Are you right or left handed?

Are you interested in a Western handle (e.g., classic Wusthof handle) or Japanese handle?

What length of knife (blade) are you interested in (in inches or millimeters)?

Do you require a stainless knife? (Yes or no)

What is your absolute maximum budget for your knife?



KNIFE USE
Do you primarily intend to use this knife at home or a professional environment?

What are the main tasks you primarily intend to use the knife for (e.g., slicing vegetables, chopping vegetables, mincing vegetables, slicing meats, cutting down poultry, breaking poultry bones, filleting fish, trimming meats, etc.)? (Please identify as many tasks as you would like.)

What knife, if any, are you replacing?

Do you have a particular grip that you primarily use? (Please click on this LINK for the common types of grips.)

What cutting motions do you primarily use? (Please click on this LINK for types of cutting motions and identify the two or three most common cutting motions, in order of most used to least used.)

What improvements do you want from your current knife?
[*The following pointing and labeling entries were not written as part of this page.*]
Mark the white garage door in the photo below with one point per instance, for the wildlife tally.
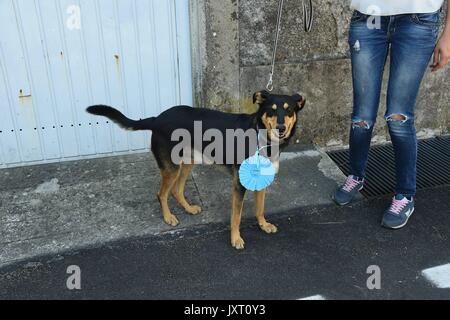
(59, 56)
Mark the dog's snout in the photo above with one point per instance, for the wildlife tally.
(281, 128)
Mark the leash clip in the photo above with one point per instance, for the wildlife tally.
(269, 86)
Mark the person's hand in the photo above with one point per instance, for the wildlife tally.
(441, 52)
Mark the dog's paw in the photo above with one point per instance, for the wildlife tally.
(238, 243)
(171, 220)
(194, 210)
(269, 228)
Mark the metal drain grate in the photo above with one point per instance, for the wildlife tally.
(433, 166)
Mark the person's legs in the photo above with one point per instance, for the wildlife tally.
(369, 48)
(412, 44)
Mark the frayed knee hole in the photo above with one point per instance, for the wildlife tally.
(361, 124)
(397, 117)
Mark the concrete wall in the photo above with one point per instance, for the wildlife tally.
(232, 51)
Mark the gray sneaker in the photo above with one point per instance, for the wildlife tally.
(345, 193)
(398, 214)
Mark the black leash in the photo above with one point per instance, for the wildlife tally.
(308, 20)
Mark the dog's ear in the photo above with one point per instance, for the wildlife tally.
(300, 101)
(260, 96)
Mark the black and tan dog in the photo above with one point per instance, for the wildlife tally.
(276, 113)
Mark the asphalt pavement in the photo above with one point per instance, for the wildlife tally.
(321, 252)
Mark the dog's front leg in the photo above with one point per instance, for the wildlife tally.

If you are not replacing a knife, please identify as many characteristics identified below in parentheses that you would like this knife to have.)

Better aesthetics (e.g., a certain type of finish; layered/Damascus or other pattern of steel; different handle color/pattern/shape/wood; better scratch resistance; better stain resistance)?

Comfort (e.g., lighter/heavier knife; better handle material; better handle shape; rounded spine/choil of the knife; improved balance)?

Ease of Use (e.g., ability to use the knife right out of the box; smoother rock chopping, push cutting, or slicing motion; less wedging; better food release; less reactivity with food; easier to sharpen)?

Edge Retention (i.e., length of time you want the edge to last without sharpening)?



KNIFE MAINTENANCE
Do you use a bamboo, wood, rubber, or synthetic cutting board? (Yes or no.)

Do you sharpen your own knives? (Yes or no.)

If not, are you interested in learning how to sharpen your knives? (Yes or no.)

Are you interested in purchasing sharpening products for your knives? (Yes or no.)



SPECIAL REQUESTS/COMMENTS


----------



## supersayan3 (Jun 28, 2016)

Albo17 said:


> this one (A)?
> http://www.cheftalk.com/content/type/61/id/85899/
> 
> or this one (B)?
> ...



Avoid both knives at all costs. 
So wrong German profiles


----------



## LifeByA1000Cuts (Jun 28, 2016)

Because you find the profiles wrong because they are German, or because you think they implement the German profile incompetently?


----------



## supersayan3 (Jun 28, 2016)

I find the concept of the German profile not good enough.
I like French profile.


----------



## ThEoRy (Jun 28, 2016)

LifeByA1000Cuts said:


> Because you find the profiles wrong because they are German, or because you think they implement the German profile incompetently?



I think they have too much belly, not flat enough.


----------